Design, synthesis and biological evaluations of diverse Michael acceptor-based phenazine hybrid molecules as TrxR1 inhibitors
Zhong, Yucheng,Liu, Jing,Cheng, Xiangyu,Zhang, Hao,Zhang, Chunhua,Xia, Zhuolu,Wu, Zhongxi,Zhang, Lu,Zheng, Yuting,Gao, Zhanyu,Jiang, Zhidong,Wang, Zhixiang,Huang, Dechun,Lu, Yuanyuan,Jiang, Feng
, (2021/03/01)
A series of novel phenazine derivatives (1~27) containing the Michael acceptor scaffolds were designed and synthesized in this study. Some compounds exhibited selective cytotoxicity against Bel-7402 cancer cell line in vitro, in which compound 26 were found to have the best antiproliferative activity.

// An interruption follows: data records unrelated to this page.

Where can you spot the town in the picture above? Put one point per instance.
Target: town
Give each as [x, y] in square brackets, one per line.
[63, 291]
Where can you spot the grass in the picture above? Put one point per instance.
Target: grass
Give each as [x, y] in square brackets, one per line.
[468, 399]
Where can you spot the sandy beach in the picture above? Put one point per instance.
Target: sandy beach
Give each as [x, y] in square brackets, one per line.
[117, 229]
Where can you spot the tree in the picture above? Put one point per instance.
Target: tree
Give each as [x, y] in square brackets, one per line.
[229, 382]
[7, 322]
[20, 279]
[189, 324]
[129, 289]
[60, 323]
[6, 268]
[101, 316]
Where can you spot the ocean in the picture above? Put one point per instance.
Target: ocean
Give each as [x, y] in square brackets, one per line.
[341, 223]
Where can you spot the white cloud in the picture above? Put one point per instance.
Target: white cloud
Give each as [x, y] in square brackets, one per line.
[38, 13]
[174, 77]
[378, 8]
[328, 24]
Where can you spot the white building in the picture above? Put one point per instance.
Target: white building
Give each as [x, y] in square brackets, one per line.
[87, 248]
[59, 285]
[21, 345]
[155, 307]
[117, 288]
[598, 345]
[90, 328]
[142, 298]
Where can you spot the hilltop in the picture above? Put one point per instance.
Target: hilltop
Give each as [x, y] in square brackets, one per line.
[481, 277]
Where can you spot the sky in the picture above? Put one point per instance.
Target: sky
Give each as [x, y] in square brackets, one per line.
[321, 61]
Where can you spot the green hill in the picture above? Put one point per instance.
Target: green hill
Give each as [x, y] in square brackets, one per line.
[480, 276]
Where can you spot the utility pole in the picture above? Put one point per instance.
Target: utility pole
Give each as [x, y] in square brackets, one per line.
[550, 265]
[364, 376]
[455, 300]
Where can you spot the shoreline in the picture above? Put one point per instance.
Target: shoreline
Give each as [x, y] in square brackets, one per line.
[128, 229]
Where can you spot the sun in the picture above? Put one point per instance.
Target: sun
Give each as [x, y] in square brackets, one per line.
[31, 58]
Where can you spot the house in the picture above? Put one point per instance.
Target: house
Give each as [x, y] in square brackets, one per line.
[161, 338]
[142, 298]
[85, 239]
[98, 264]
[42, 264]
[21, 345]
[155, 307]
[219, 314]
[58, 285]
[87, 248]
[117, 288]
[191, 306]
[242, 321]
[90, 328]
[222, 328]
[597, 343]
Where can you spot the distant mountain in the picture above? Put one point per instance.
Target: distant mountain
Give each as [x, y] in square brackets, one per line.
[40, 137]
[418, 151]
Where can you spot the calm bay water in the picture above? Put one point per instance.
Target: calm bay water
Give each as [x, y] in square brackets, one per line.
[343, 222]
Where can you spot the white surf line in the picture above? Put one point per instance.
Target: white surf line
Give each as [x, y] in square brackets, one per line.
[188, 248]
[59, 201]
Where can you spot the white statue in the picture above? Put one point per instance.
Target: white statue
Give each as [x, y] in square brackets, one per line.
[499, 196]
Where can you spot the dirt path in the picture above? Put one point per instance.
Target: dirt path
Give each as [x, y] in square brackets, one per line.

Meanwhile, compound 26 showed no obvious cell toxicity against human normal liver epithelial L02 cells, which means this compound possessed a better safety potential. In the following research, compound 26 was verified to inhibit TrxR1 enzyme activity, ultimately resulting in cellular molecular mechanism events of apoptosis including growth of intracellular ROS level, depletion of reduced Trx1, liberation of ASK1 and up-regulation of p38, respectively. Together, all these evidences implicated that compound 26 acted as the TrxR1 inhibitor against Bel-7402 cells, and could activate apoptosis through the ROS-Trx-ASK1-p38 pathway.